I realized then, that I wasn’t really speaking to myself… I was simply giving God space to speak to me. Perhaps that’s what I offer my clients as well. Interesting shifts happen in your life when you offer God space to speak.
So now… I take the time to listen…because I’d rather know what my spirit says any day rather than listen the unrelenting banter of the television and other people’s conversations.
I looked up the word silence and do you know I found it to mean: “to put doubt and fears to rest.”
Hmmm… I thought…
Is it possible to practice an approach and not be aware of its Power? But of course.
There are three major instances where I recognize in the Word where silence was used as an extreme advantage. Jesus did it all the time. He was silent when they accused the prostitute of having sex with several men and required in judgment that she be stoned. His very first response in John 8:6 was to bend and write on the ground. Then Jesus said: “Let him who is without sin among you be the first to throw a stone at her.” And then….he stooped and very silently wrote again on the ground. On another occasion, Jesus was silent when He was falsely accused and put to death on the cross. I don’t recall many words… and those most powerful actually, were the ones that were the most potent: “Forgive them Father, for they know not what they do.” A powerful release for those stuck in unforgiveness mode… if they can only begin to notice the freeing power of letting go. And one more… Elijah… his response to God after running and hiding and in his worst state of mind and his depression and fear. (I Kings 19:12) Elijah found God in a quiet space, after all the clamor surrounding him.

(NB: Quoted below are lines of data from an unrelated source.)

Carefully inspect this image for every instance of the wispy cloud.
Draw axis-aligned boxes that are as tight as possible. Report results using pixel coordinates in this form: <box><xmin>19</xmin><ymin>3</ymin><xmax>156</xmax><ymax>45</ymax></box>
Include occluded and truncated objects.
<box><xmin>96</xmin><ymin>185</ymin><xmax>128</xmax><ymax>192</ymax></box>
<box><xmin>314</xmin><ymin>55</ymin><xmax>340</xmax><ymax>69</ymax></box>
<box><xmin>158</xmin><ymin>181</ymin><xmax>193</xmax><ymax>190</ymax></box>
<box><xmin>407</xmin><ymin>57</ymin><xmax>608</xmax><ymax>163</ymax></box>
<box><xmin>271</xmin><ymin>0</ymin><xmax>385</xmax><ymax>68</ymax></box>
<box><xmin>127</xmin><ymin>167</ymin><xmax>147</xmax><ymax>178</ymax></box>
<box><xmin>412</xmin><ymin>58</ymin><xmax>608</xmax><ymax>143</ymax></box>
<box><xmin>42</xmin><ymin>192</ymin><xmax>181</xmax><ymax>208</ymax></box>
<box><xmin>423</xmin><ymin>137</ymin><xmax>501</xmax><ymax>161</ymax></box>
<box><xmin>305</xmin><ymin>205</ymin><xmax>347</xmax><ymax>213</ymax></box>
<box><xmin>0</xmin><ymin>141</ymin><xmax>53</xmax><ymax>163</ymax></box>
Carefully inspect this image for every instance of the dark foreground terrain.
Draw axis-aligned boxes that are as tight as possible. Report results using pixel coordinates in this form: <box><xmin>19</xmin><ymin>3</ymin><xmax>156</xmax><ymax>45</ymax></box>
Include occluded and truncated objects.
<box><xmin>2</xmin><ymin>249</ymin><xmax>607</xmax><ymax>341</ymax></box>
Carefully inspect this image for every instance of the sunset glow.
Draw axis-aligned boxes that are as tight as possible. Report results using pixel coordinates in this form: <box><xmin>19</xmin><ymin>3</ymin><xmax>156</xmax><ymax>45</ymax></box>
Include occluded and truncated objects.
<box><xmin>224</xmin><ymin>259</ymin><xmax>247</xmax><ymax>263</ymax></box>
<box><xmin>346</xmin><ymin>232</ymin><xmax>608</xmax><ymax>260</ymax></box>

I thought about where the silence began for me.
It began in a place of trying to understand. As a child, there was a lot I could not understand. Coming from an alcoholic home, there was lots of turmoil from about the age eight til eleven years old. So, of course – (the ones who are sane) try to make sense of it by talking to themselves… Well, let’s say I spent a lot of time back then trying to make sense of the things my body, mind and spirit spoke to me. I learned early on that fear and anxiety were very powerful emotions and that I also had to learn to talk to God in my spirit, to calm my spirit.
My boss later described my ‘modesty in my therapeutic approach’ as being one of like the puffer fish…. ‘you don’t know what you are dealing with, until it all comes out at once.’ I thought it was an interesting analogy, because puffer fish can be elusive at times, I thought. Yet then I realized the silent and surprising response of the puffer fish can also be used as a source of protection. Silence can also be used to protect us. Just like Jesus protected the prostitute. Elijah was comforted in the small whisper of God’s voice and we are comforted by Jesus’ penetrating silence and humility on the cross.
It is pertinent for us to LISTEN to our souls. Prompting ourselves to listen to ourselves can be extremely freeing.To silence your soul, you must practice the skill of listening. Your spirit always speaks…. you just need to learn to cultivate a listening ear within. Perhaps you might find this freedom, too.